Terri Schiavo's death was met with sadness, anger, despair — and prayers — by supporters of her parents who had held a 13-day vigil outside her hospice.
Since March 18, when Schiavo's feeding tube was disconnected, a cadre of fervent demonstrators had gathered outside Woodside Hospice to protest. Some stayed round the clock, sleeping in tents or sleeping bags.
Thursday morning, people burst into tears and threw down the signs they had been carrying as word spread that Terri Schiavo had died. Many seemed lost at the news that the miracle they had hoped for had not come.
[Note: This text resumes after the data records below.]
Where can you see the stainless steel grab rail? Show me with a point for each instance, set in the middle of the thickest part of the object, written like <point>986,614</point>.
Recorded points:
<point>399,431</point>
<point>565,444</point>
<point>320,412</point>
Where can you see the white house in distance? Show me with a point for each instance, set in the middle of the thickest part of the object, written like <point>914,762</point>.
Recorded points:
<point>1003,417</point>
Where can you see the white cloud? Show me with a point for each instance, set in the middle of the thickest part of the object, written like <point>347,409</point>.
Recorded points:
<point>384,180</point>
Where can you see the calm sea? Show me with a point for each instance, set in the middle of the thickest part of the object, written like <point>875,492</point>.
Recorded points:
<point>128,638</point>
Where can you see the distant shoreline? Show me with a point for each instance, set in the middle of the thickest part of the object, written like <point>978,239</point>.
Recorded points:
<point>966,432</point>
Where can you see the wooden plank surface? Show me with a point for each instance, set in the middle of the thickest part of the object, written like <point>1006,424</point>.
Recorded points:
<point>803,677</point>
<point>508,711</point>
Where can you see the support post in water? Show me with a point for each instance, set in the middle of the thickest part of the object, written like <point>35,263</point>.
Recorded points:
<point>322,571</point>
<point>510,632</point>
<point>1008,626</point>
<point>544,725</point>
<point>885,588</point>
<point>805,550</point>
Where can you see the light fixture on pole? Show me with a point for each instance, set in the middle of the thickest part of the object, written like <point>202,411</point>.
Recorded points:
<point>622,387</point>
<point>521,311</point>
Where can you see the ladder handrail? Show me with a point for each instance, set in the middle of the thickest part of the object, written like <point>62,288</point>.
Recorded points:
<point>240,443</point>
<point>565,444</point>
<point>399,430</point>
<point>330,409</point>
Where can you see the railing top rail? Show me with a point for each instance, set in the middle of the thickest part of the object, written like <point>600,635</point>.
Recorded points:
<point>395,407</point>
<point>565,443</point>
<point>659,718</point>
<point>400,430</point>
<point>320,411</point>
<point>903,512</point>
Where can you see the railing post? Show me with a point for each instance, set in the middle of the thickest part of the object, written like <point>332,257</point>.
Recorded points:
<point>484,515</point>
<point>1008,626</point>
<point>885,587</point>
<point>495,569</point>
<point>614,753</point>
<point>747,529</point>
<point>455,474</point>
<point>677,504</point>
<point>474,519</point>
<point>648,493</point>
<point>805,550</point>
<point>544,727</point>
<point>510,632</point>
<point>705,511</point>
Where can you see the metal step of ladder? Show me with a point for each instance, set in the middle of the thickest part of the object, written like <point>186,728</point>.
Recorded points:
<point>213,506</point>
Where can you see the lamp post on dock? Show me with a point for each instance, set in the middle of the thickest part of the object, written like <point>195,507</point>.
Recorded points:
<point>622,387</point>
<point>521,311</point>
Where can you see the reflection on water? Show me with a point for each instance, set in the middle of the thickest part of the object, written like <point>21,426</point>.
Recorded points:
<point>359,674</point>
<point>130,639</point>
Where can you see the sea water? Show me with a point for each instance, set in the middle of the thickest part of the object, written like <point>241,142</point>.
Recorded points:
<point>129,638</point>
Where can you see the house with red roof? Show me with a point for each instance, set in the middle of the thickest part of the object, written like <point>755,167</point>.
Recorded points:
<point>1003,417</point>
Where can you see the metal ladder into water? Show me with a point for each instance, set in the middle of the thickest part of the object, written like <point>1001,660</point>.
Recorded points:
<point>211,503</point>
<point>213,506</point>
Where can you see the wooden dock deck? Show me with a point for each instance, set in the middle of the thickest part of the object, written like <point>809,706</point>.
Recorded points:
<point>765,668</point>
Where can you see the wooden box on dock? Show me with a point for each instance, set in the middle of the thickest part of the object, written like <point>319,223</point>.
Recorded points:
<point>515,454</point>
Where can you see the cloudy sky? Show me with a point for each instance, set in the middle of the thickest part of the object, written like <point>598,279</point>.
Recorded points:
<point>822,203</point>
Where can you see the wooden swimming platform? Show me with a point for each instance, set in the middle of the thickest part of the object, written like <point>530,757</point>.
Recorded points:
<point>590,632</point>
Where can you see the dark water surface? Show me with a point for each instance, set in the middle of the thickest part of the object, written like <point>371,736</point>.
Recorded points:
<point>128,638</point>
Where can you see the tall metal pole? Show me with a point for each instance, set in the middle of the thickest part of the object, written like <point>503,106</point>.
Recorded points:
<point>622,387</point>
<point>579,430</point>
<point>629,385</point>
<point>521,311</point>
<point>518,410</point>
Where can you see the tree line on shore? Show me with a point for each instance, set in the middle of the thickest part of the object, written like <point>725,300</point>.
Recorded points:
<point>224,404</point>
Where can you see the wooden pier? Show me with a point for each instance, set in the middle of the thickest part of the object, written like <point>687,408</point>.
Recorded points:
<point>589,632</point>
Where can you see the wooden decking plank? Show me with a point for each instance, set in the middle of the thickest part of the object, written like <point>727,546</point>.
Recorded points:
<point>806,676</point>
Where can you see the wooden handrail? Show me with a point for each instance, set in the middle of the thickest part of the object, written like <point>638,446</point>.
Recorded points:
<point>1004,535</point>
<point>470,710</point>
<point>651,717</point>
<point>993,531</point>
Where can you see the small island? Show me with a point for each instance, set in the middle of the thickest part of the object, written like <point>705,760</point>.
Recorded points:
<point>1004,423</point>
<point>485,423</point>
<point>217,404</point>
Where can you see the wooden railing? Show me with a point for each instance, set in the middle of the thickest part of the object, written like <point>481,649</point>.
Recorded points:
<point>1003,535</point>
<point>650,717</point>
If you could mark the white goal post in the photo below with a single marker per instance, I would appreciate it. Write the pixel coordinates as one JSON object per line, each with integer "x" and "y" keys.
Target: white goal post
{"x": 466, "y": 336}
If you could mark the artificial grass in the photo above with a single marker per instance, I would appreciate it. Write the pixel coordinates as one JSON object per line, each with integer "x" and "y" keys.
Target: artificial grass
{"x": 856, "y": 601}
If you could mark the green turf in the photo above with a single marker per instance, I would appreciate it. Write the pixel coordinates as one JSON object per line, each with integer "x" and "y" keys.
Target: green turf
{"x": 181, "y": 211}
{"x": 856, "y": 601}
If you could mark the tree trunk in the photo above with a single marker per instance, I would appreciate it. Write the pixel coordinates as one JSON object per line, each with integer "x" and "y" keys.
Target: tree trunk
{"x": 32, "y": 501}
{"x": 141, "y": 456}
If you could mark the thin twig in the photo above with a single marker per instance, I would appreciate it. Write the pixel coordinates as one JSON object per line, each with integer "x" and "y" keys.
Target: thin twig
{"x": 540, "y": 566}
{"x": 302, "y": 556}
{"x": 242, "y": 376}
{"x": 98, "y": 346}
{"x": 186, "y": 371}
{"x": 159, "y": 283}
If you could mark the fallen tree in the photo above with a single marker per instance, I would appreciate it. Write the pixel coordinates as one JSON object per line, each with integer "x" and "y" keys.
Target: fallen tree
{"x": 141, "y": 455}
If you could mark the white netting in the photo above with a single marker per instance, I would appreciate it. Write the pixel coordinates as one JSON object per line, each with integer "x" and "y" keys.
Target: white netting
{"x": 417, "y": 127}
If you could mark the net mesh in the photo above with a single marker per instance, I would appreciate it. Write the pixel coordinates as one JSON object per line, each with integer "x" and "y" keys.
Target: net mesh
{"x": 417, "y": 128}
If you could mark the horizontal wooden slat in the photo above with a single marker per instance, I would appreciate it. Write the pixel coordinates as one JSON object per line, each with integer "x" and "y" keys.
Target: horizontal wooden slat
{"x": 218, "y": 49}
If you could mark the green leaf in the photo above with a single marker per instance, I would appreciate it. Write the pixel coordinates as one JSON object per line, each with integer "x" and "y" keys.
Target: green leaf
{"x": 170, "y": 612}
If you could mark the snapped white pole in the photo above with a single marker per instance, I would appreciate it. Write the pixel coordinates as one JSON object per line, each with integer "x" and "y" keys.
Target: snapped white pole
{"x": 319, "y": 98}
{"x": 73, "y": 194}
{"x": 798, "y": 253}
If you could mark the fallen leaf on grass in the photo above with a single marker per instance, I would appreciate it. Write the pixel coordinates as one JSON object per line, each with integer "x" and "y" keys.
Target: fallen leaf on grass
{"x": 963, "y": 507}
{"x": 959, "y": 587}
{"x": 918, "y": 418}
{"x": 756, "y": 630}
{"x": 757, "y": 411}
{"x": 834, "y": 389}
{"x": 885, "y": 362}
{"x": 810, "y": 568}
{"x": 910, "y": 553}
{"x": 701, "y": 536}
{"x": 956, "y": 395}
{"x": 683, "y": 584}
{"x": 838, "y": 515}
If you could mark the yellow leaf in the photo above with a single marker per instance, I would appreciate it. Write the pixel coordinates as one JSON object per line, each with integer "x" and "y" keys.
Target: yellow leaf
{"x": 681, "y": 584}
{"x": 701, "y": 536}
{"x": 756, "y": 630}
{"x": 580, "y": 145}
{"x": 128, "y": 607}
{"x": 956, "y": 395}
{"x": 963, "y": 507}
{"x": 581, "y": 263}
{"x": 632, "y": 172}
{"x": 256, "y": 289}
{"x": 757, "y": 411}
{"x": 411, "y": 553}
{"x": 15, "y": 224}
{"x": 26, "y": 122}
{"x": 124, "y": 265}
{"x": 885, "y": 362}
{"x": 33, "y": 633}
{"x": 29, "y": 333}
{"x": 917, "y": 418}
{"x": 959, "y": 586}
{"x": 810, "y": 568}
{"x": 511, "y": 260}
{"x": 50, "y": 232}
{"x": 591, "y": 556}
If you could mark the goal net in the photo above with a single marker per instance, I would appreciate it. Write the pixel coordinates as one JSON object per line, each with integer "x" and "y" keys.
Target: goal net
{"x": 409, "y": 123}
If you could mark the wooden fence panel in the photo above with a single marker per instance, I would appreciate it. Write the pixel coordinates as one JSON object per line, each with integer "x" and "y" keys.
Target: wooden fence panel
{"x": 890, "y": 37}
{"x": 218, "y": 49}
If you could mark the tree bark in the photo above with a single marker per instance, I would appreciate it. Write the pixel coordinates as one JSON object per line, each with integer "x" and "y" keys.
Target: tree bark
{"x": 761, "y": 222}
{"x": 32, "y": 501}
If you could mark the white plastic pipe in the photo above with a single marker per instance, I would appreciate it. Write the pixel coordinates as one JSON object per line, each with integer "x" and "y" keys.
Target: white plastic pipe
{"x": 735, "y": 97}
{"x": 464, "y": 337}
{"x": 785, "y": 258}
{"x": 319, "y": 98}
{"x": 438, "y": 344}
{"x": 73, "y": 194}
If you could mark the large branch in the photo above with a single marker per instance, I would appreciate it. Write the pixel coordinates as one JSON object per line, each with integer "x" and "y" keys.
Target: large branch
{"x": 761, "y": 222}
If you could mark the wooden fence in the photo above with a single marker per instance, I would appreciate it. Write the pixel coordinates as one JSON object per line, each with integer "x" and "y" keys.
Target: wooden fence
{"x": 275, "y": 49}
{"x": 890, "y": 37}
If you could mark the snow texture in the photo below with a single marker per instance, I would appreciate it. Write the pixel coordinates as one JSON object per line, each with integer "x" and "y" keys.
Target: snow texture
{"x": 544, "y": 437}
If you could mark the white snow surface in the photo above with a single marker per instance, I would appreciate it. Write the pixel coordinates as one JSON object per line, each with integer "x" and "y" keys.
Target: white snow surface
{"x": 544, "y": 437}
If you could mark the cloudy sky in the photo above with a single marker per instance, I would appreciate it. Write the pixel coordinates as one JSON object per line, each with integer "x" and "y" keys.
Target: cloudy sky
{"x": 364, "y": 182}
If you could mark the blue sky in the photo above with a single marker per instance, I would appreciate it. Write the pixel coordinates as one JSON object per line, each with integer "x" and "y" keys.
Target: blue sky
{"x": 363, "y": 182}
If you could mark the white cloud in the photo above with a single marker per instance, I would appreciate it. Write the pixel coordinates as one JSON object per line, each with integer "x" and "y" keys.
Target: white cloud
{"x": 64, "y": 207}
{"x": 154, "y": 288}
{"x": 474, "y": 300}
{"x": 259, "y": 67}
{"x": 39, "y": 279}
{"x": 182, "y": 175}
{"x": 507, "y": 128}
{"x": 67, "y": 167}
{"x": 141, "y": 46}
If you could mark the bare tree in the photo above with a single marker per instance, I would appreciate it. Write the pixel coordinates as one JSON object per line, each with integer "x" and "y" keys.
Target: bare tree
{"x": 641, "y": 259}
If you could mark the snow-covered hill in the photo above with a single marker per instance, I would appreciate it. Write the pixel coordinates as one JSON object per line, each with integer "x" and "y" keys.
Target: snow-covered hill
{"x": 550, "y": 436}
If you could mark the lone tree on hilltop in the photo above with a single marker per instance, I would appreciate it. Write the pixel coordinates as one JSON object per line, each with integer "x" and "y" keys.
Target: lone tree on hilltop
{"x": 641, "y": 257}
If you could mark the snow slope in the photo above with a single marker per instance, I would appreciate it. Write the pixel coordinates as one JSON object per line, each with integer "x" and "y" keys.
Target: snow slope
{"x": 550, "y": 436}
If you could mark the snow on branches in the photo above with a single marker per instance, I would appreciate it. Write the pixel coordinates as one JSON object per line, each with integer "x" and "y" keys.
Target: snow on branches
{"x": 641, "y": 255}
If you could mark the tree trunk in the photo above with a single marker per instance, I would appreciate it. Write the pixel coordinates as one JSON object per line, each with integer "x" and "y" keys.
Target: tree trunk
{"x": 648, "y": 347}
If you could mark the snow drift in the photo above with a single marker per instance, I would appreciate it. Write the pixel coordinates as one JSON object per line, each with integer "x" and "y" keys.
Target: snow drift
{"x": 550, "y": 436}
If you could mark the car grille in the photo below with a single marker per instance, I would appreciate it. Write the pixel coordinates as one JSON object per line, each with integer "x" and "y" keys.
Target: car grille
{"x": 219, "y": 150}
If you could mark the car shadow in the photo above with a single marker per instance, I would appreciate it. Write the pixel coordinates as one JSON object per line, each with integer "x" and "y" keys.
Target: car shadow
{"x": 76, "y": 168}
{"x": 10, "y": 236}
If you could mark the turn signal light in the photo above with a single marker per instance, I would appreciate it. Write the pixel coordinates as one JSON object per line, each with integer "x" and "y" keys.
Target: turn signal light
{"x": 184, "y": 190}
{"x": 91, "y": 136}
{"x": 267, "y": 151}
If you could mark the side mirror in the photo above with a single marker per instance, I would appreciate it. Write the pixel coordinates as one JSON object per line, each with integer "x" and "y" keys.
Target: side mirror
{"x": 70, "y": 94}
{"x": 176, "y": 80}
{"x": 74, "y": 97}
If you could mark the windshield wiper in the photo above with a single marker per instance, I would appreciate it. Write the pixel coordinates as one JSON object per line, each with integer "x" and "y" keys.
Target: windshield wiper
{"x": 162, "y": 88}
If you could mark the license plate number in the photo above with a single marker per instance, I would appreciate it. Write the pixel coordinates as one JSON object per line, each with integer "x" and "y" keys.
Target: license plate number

"You saw a murder happening," said Dominique Hanks, who had ridden her motorized wheelchair around the hospice every day since the tube was removed.
"Everybody who denied her right to live are accomplices to murder, and God knows," Hanks said.
Hospice resident Ed Emerson was less emotional about the woman's passing.
"I'm glad it's over and we can get back to normal," said Emerson, 71, who uses a wheelchair and has battled heart and lung problems and a stroke. "It's been difficult for everyone. I'm sure she's happier right now."
Schiavo died around 9:05 a.m. Thursday, said George Felos, the attorney for her husband, Michael. Court-appointed doctors had ruled that she was in a persistent vegetative state, with no real consciousness or chance of recovery. Schiavo argued that his wife told him long ago she would not want to be kept alive artificially. His in-laws disputed that, and argued that she could get better with treatment.
News of the death did not filter into the crowd until nearly an hour later, and protesters blowing ram's horns and saying the Rosary continued their vigil, not knowing that she already was dead.
Upon hearing the news, Patrick Bautch, of Milwaukee, disgustedly tossed away a sign that said "President Bush, Please Help Terri."
"He could have done something," Bautch said. "He was supposed to be for life and he neglected his role. ... The value of human life has just gone down the drain."
A few feet away, a small group burst into hymns, singing the traditional song "How Great Thou Art" as Richard Jacobson, of Corning, N.Y., accompanied them on a tarnished trumpet.
Jacobson, who has been playing religious and patriotic music outside the hospice for the past three days, said he didn't really believe that Terri was dead.
"I'm not believing the report of man," he said. "God will raise her from the dead, and all the world will see it."
After the announcement, Mike Stafford, of Hollywood, Fla., stood before police — who had arrested more than 50 people trying to bring water to Schiavo — gave the Nazi salute and shouted "Heil Hitler."
"It's really sick what we've seen here," Stafford said.
Harvest Bashta, 15, of Chicago, sat on the grass outside the hospice, her face buried in her hands, tears rolling down her arms and splashing on the open pages of her Bible. After hearing of the death, she said the passage "Whose report shall we believe" kept running through her mind.
"I just don't want to believe it, but if it is true, it is a very sad day for our nation," said the high school sophomore, who dedicated her spring break to join the vigil.
"It grieves my heart to know that God's heart is grieving. God's desire's never to have death happen unjustly," Bashta said.
Kathy Dorrell, 33, from Temple, Ga., has been at the hospice since Saturday with her husband and baby daughter.
"I know Terri has a new life, a new body. She's singing, she's dancing, she's praising God," Dorrell said.